Of course, I also happened to choose about as difficult a text as possible for my first encoding project.  Not only was it replete with citation after citation and footnote after footnote, not only was it full of a bajillion historical and mythical figures that I would need to include in my prosopography, it also happened to have a bounty of quotations in ancient Greek.  These were not only rendered in the Greek alphabet throughout the text, but with the bajillion diacritics used on ancient Greek.  So a word of advice to those picking their first text to encode: make sure to read more than the title page and table of contents when making your choice.

In my time working on this text, which I would definitely call a labor of love and hate, I also had the opportunity to work as an intern underneath the same librarian, and since I was quite enamored with the TEI I had been doing, I decided to use this as an opportunity to use some of my research as an intern to read further into the background of TEI.  This lead to me being even more interested in the variety of applications TEI has, due to its extensibility and adaptability.  So I decided I needed to sign up for the digital humanities course and try to pursue a project that would give me an even better understanding of TEI.

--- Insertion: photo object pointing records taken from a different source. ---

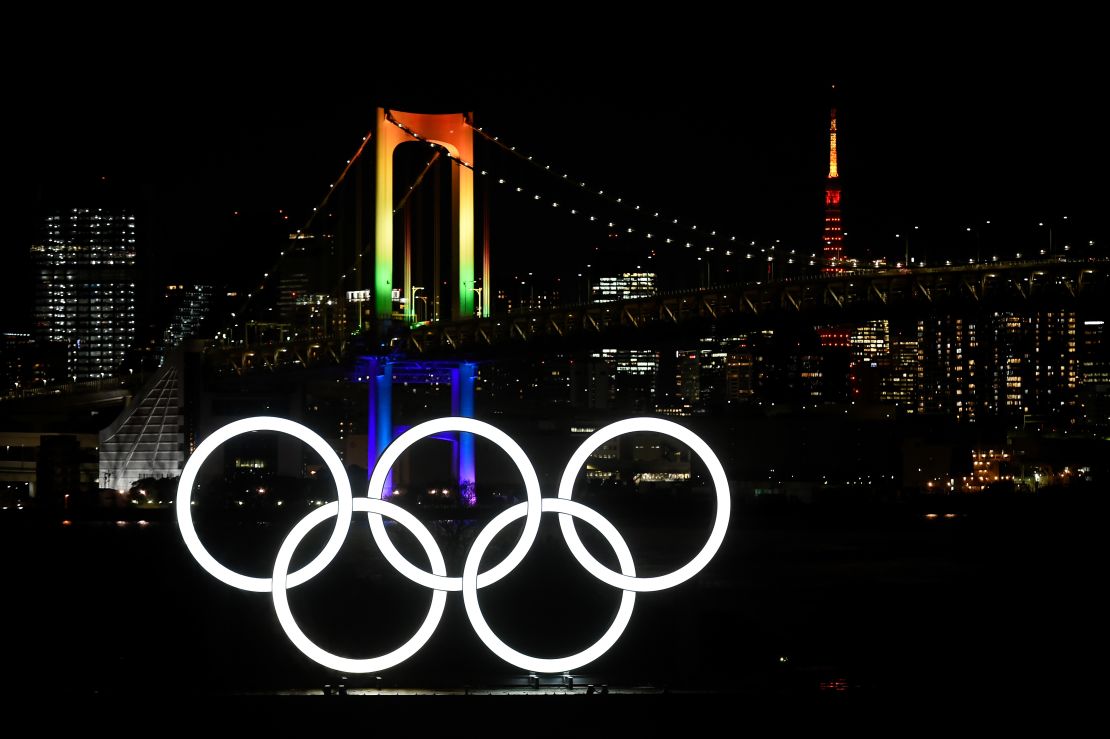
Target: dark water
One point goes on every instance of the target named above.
(1001, 599)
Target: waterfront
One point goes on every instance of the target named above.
(997, 598)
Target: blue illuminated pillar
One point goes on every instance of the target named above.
(381, 415)
(462, 404)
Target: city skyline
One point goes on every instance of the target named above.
(938, 152)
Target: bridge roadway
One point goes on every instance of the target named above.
(819, 299)
(849, 295)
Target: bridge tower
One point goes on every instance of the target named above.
(834, 231)
(453, 132)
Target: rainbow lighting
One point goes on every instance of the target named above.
(472, 579)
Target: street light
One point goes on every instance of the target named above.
(478, 306)
(1048, 224)
(412, 302)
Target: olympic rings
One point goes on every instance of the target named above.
(185, 494)
(716, 534)
(471, 579)
(516, 454)
(309, 647)
(491, 639)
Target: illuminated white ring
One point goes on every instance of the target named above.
(515, 453)
(540, 664)
(185, 494)
(716, 534)
(306, 645)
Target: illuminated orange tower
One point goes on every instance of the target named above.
(834, 231)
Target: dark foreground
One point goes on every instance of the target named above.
(826, 607)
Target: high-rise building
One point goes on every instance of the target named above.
(191, 304)
(833, 251)
(86, 292)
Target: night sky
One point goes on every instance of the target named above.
(1012, 133)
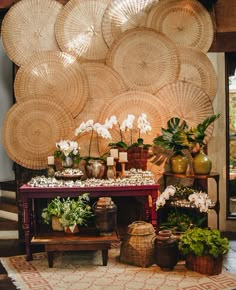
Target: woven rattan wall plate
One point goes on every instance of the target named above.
(145, 59)
(188, 102)
(78, 29)
(186, 22)
(136, 103)
(196, 68)
(28, 27)
(32, 128)
(122, 15)
(104, 86)
(55, 74)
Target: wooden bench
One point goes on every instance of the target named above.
(77, 242)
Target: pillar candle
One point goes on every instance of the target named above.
(114, 153)
(50, 160)
(110, 161)
(123, 157)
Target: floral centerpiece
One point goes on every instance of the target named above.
(179, 200)
(68, 152)
(70, 212)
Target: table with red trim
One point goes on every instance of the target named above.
(29, 194)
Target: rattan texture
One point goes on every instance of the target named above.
(78, 29)
(32, 128)
(136, 103)
(28, 27)
(122, 15)
(54, 74)
(187, 102)
(186, 22)
(196, 68)
(137, 247)
(104, 86)
(145, 59)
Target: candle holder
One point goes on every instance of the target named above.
(110, 172)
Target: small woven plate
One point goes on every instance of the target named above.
(78, 29)
(28, 27)
(186, 22)
(187, 102)
(55, 74)
(145, 59)
(122, 15)
(32, 128)
(196, 68)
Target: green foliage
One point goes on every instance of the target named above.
(69, 211)
(202, 242)
(175, 136)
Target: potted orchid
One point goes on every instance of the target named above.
(94, 165)
(68, 152)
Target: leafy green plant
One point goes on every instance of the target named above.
(69, 211)
(200, 242)
(175, 136)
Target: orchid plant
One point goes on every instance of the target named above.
(127, 125)
(94, 128)
(67, 148)
(195, 199)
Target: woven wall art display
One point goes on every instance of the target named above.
(187, 102)
(57, 75)
(28, 27)
(122, 15)
(186, 22)
(32, 128)
(78, 29)
(145, 59)
(136, 103)
(196, 68)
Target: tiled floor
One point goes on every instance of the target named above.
(14, 247)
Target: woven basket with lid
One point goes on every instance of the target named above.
(137, 248)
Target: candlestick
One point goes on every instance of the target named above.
(114, 153)
(123, 157)
(110, 160)
(50, 160)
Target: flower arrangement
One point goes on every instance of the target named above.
(127, 125)
(70, 212)
(191, 198)
(67, 148)
(94, 128)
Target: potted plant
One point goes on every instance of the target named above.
(175, 140)
(203, 249)
(69, 212)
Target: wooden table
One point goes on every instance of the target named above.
(29, 194)
(89, 241)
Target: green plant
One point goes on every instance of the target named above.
(69, 211)
(175, 136)
(200, 242)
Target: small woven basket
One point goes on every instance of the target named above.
(138, 248)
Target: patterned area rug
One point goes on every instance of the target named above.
(84, 270)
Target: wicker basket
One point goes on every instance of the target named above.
(138, 248)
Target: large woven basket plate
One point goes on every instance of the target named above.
(55, 74)
(196, 68)
(186, 22)
(122, 15)
(136, 103)
(187, 102)
(78, 29)
(145, 59)
(28, 27)
(31, 130)
(104, 86)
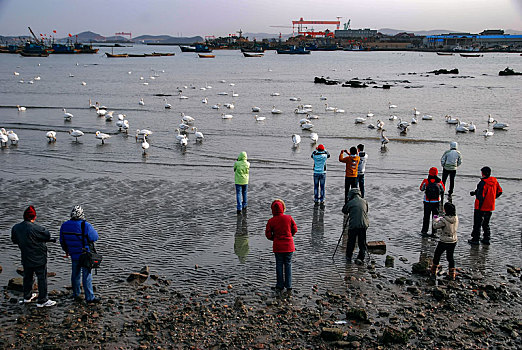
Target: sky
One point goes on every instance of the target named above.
(223, 17)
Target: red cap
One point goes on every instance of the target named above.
(29, 213)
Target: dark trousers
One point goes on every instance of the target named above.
(349, 182)
(449, 248)
(358, 234)
(481, 219)
(430, 209)
(360, 182)
(451, 174)
(41, 275)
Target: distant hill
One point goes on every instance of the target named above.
(167, 39)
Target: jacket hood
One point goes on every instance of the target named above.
(354, 192)
(278, 207)
(242, 156)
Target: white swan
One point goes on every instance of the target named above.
(499, 126)
(51, 136)
(487, 133)
(199, 135)
(67, 116)
(13, 137)
(296, 139)
(76, 133)
(102, 136)
(276, 111)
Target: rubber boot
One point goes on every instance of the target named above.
(452, 273)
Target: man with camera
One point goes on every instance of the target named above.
(31, 239)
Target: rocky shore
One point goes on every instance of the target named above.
(373, 312)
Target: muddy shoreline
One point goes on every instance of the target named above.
(374, 311)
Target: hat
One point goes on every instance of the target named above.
(29, 213)
(433, 171)
(77, 213)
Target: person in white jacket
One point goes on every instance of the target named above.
(448, 239)
(450, 161)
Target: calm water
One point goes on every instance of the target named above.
(174, 208)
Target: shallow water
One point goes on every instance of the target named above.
(174, 208)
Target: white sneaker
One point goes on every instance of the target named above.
(48, 303)
(31, 299)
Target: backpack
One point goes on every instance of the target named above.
(432, 190)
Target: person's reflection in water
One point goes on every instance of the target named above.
(317, 228)
(241, 238)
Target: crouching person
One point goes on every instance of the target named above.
(75, 235)
(357, 210)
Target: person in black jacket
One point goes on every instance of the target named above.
(32, 238)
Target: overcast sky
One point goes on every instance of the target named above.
(221, 17)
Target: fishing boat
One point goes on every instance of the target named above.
(470, 55)
(253, 54)
(111, 55)
(293, 51)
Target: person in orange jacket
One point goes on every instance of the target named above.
(352, 163)
(487, 191)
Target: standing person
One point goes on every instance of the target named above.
(320, 155)
(357, 210)
(241, 170)
(447, 241)
(281, 229)
(31, 239)
(450, 161)
(75, 235)
(363, 157)
(488, 189)
(352, 163)
(433, 187)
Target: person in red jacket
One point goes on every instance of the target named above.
(487, 191)
(281, 229)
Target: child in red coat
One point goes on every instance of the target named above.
(281, 229)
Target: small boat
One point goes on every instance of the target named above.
(116, 55)
(253, 54)
(470, 55)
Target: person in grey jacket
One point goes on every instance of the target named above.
(450, 161)
(448, 239)
(356, 208)
(31, 239)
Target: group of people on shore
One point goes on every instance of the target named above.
(281, 228)
(76, 236)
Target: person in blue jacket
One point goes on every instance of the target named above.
(320, 155)
(73, 243)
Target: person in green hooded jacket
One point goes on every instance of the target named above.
(241, 169)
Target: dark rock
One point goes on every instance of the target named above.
(16, 284)
(331, 334)
(358, 315)
(394, 336)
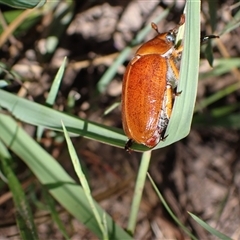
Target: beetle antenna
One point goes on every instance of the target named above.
(154, 26)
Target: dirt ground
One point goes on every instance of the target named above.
(199, 174)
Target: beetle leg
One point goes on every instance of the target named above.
(128, 145)
(169, 101)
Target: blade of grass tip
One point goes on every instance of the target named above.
(209, 228)
(53, 93)
(180, 122)
(142, 173)
(169, 210)
(111, 71)
(54, 177)
(81, 176)
(24, 217)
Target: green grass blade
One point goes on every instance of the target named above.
(213, 231)
(181, 119)
(23, 3)
(109, 74)
(84, 183)
(142, 173)
(56, 84)
(49, 172)
(53, 92)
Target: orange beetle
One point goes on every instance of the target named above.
(149, 83)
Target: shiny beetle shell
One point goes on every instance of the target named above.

Thus, throughout the semester, my group and I completed the undertaking of creating guidelines on how to use TEI when encoding nonlinear narratives.  Since this involved gaining an intimate knowledge of all the elements and many of the attributes TEI has to offer, as well as the rules of what can contain what, I am definitely more ready than ever to tackle encoding.  In addition, it provided the opportunity to devise new elements and attributes, which was an exciting challenge of learning how to create elements whose structures within TEI were sensible, and whose definitions were not too limiting.  This was overall a rewarding process on learning how to come to a group consensus when writing such specifications and getting into the grit of making them general enough to be useful for a plethora of nonlinear narratives, instead of just for the texts we focused on.  I can definitely walk away knowing that I have a better grasp of TEI than I did at the beginning of the semester, and hope that wherever I find employment I am able to partake in TEI projects.

And I haven't even gotten to write an actual ODD yet!  So much more to learn, and I have to say it's quite exciting.